Recentemente foram aprovadas novas medidas para a habitação, que poderão resultar em benefícios fiscais para quem pretende construir, arrendar ou renovar a sua casa. Estas medidas vieram trazer redução de impostos, que irão traduzir-se em poupanças fiscais significativas para os atuais e futuros proprietários. Assim, para melhor compreensão irei esclarecer estas novas medidas identificando situações onde se aplicam estas alterações, nomeadamente, em caso de construção, reabilitação e arrendamento de habitação.
Regra geral a taxa de IVA aplicada é de 23% no Continente, 22% na Região Autónoma da Madeira e 16% na Região Autónoma dos Açores, no entanto é possível, nestas
situações, ser aplicada uma taxa reduzida de 6%, ou 4% nas Regiões Autónomas.
No caso de construção nova, esta taxa será aplicada desde que o imóvel se destine a habitação própria e permanente. Para a concretizar este requisito tem um prazo de seis meses após a emissão da documentação que permite a sua utilização, que será comprovada pela alteração do domicílio fiscal. Além disso, a casa construída não poderá ultrapassar o limite de 660.982,00 € (euros).

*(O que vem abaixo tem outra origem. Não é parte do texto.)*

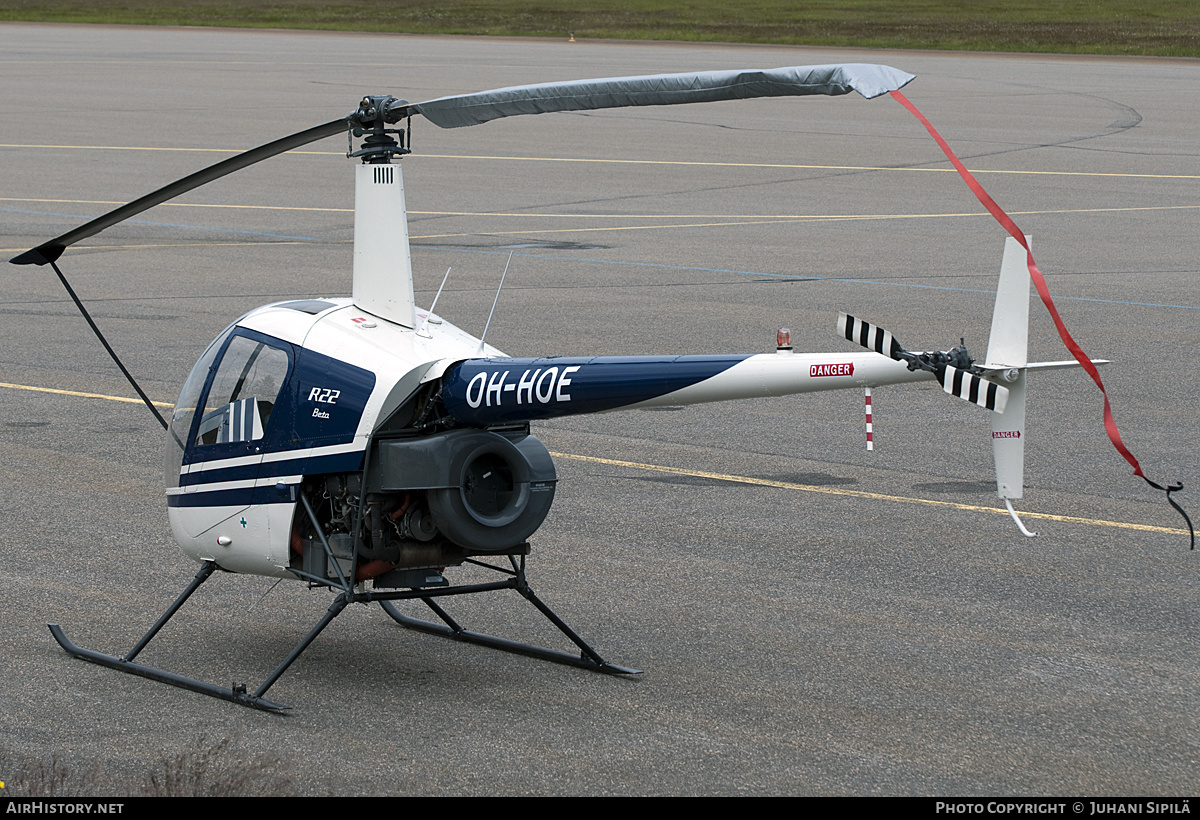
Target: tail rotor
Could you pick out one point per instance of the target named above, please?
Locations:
(955, 369)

Em caso de reabilitação a aplicação desta taxa reduzida. não se aplica a todas as obras, mas sim aquelas previstas na Lista I Anexa ao CIVA (Código de IVA), como imóveis que se destinem à venda para habitação própria e permanente do adquirente ou para arrendamento habitacional, cujo preço de venda ou valor de renda mensal não exceda os limites a que se referem os n.ºs 2 e 3 do artigo 2.º do Decreto-Lei n.º 97/2026, de 20 de maio, e, prédios urbanos ou frações autónomas de prédios urbanos para arrendamento habitacional ou arrendamento para subarrendamento habitacional abrangidos pelo regime de contratos de investimento para arrendamento aprovado em anexo ao Decreto-Lei n.º 97/2026, de 20 de maio.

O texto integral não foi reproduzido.